I am trying to figure out if a graph can be assumed Hamiltonian or not, or if it's indeterminable with minimal information:
A graph has 17 vertices and 129 edges.
Hamiltonian graphs are proved by, as long as the vertices are greater than or equal to 3 (which this is), then if the sum of the degrees of two non-adjacent vertices is greater than or equal to the vertices (17 in this case), the graph is Hamiltonian.
To me this looks like some type of pigeonhole principle proof. I need to determine if there can exist 2 non-adjacent vertices with degrees summing to 17 or greater.
Could anyone help me figure out how to think about this?
I've gathered that each vertex must be at least of degree 1 (or else the graph would be disconnected), and that at least one vertex will have more than one degree due to the pigeonhole concept.
From there I'm unsure how to approach it.
Thanks for any help.
Edit:
Doesn't Dirac's theorem state that the vertices degree must ALL be greater than or equal to n/2, in this case, 8.5, or maybe 9?

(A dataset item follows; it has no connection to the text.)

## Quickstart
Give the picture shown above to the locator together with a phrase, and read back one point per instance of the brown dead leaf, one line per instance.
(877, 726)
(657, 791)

I hadn't considered that before, but that still leaves me with the same question, how can I prove (probably with pigeonhole) that each vertex will have at least 9?
Best Answer
Dirac's theorem says that the graph is Hamiltonian if every vertex has degree at least $9$. So suppose there is a vertex $v$ with degree $8$ or less.
If the remaining $16$ vertices form a complete graph, they each have degree $15$, except for the extra $8$ vertices connected to $v$ that have degree $16$. That graph has the most edges possible while remaining non-Diracian. Then, the number of edges is half the sum of the degrees, or $\frac{1}{2} (8 + 15\cdot 8 + 16 \cdot 8) = 128$ edges.